CORINI: ”SONO QUESTE LE PARTITE PIU’ PERICOLOSE. I DIFFIDATI? PENSIAMO A VINCERE SENZA STRATEGIE DI COMODO”

”Vogliamo tornare al successo per ritrovare le vibrazioni che ultimamente abbiamo perso e per poi vedere come sarà la nostra classifica. Saremo pronti per un mini campionato a sei squadre dove vogliamo arrivare primi”

Torbole Casaglia. Alla vigilia della gara con la Reggina, Eugenio Corini rimane molto abbottonato sulle scelte di formazione e di gestione dei diffidati, ma ha una convinzione: questa volta il Brescia non può sbagliare. 

Partita da vincere senza se e senza ma?

“Partita importante, abbiamo voglia di fare una prestazione di livello e battere una squadra che ha fatto un ottimo percorso con Stellone. Vogliamo ritrovare le vibrazioni che non siamo riusciti ad avere ultimamente. Dobbiamo vincere e poi vedere che tipo di classifica avremo in vista dei play off”. 

La Reggina sembra ormai in smobilitazione, in settimana hanno fatto anche una grigliata in spiaggia…

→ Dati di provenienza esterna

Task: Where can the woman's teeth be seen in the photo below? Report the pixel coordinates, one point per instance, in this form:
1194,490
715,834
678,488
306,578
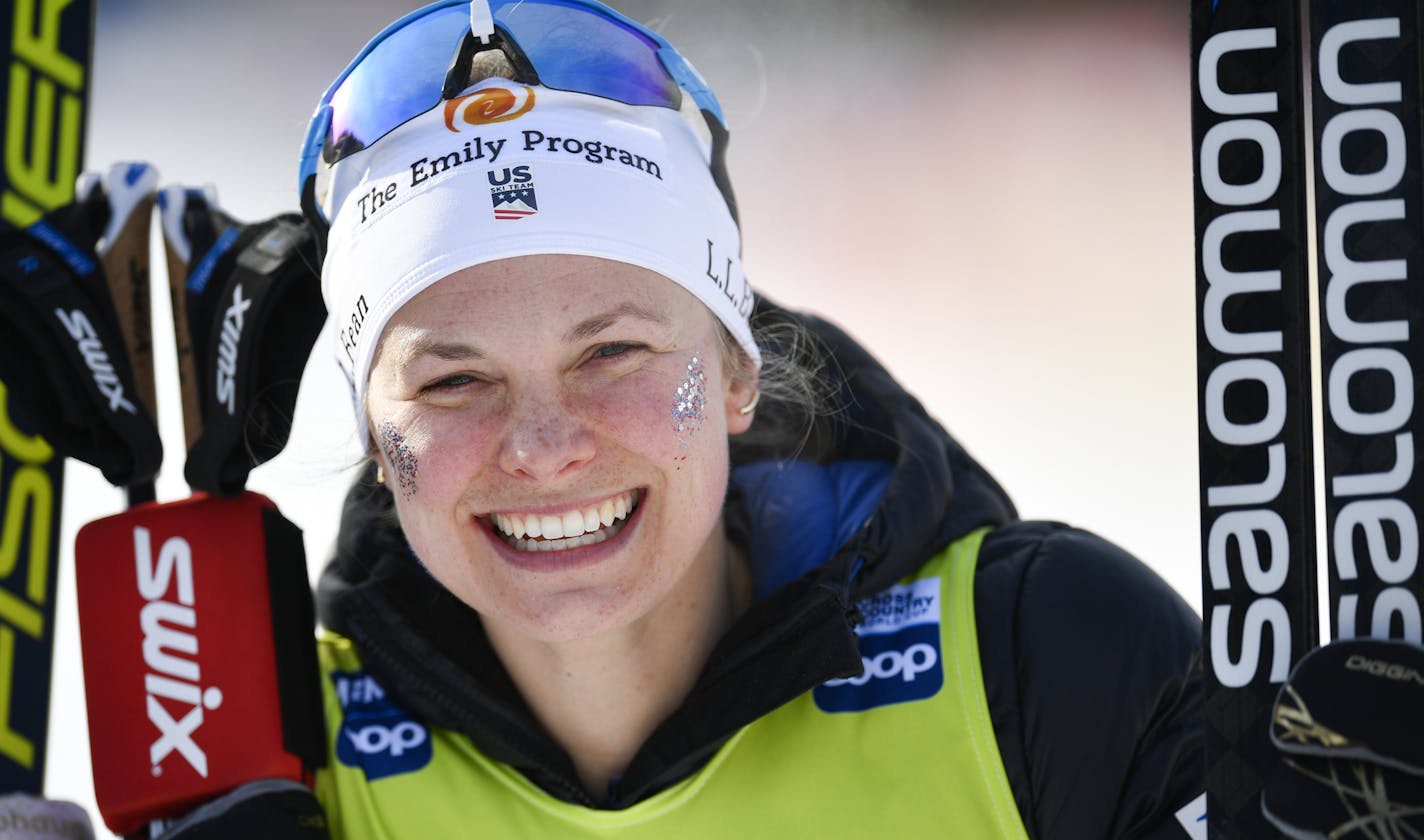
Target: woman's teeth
570,530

“Queste sono le cose più pericolose del calcio. Dobbiamo avere rispetto degli avversari, anche se non abbiamo informazioni su come giocheranno e con chi. Non dimentichiamo che poche partite fa hanno battuto il Lecce. A volte la leggerezza mentale di poter giocare senza bisogno di fare risultato ti aiuta. E’ la bellezza del calcio. Il campionato è ancora aperto in testa e in coda anche per alcuni risultati maturati a sorpresa, purtroppo noi non possiamo più puntare ai primi due posti, ma siamo ancora in gioco per essere promossi”. 

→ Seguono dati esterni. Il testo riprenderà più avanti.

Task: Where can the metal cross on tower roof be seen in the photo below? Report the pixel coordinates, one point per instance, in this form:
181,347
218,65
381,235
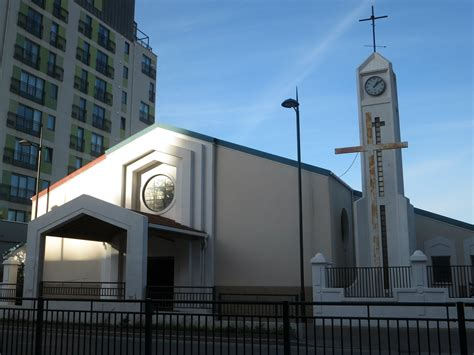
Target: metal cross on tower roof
373,18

Dopo il gol di Latte Lath avevi detto di non essere riuscito a dormire per il nervoso, questa settimana come è andata?

“Bisogna metabolizzare le cose e dare loro una forma. La delusione per la sconfitta di Cittadella è stata grande, ma occorre voltare pagina velocemente. Il campionato non è finito, inizia ora un mini torneo di sei squadre e dobbiamo arrivare primi”. 

Risparmierai i diffidati o almeno qualcuno dei quattro a rischio squalifica?

“E’ una riflessione che è corretto fare, ma è altrettanto corretto pensare che dobbiamo prima di tutto battere la Reggina. Il segnale che voglio dare ai miei giocatori è quello di non attuare strategie di comodo. C’è una partita da vincere, poi ho i cinque cambi con i quali lavorare dentro questo partita. Voglio battere la Reggina, correndo magari anche qualche rischio”. 

Palacio come sta?

“Lo vedo bene. Anche negli ultimi due allenamenti ha dimostrato brillantezza. E’ reattivo e pronto. Non vi dico se giocherà o meno, darò la formazione solo domani ed è giusto che prima la sappiano i ragazzi”. 

Anticipazioni sui convocati?

“Anche quelli li daremo domani. Posso però dire che Proia e Ayè non sono recuperati. Florian ha un problema al pube che si porta dietro da un po’, si è acuito, ha stretto i denti per giocare, ma ora preferisco che riposi e recuperi”. 

Non credi che anche Joronen possa riposare per una partita?

“Quello del portiere è un ruolo delicato, faccio fatica a ruotare chi sta tra i pali anche se ho stima in Andrenacci che nell’anno della promozione fu determinante in alcune gare e pure Perilli sta spingendo tanto in allenamento. Jesse ha avuto un piccolo problema alla caviglia, ma l’ha gestito”.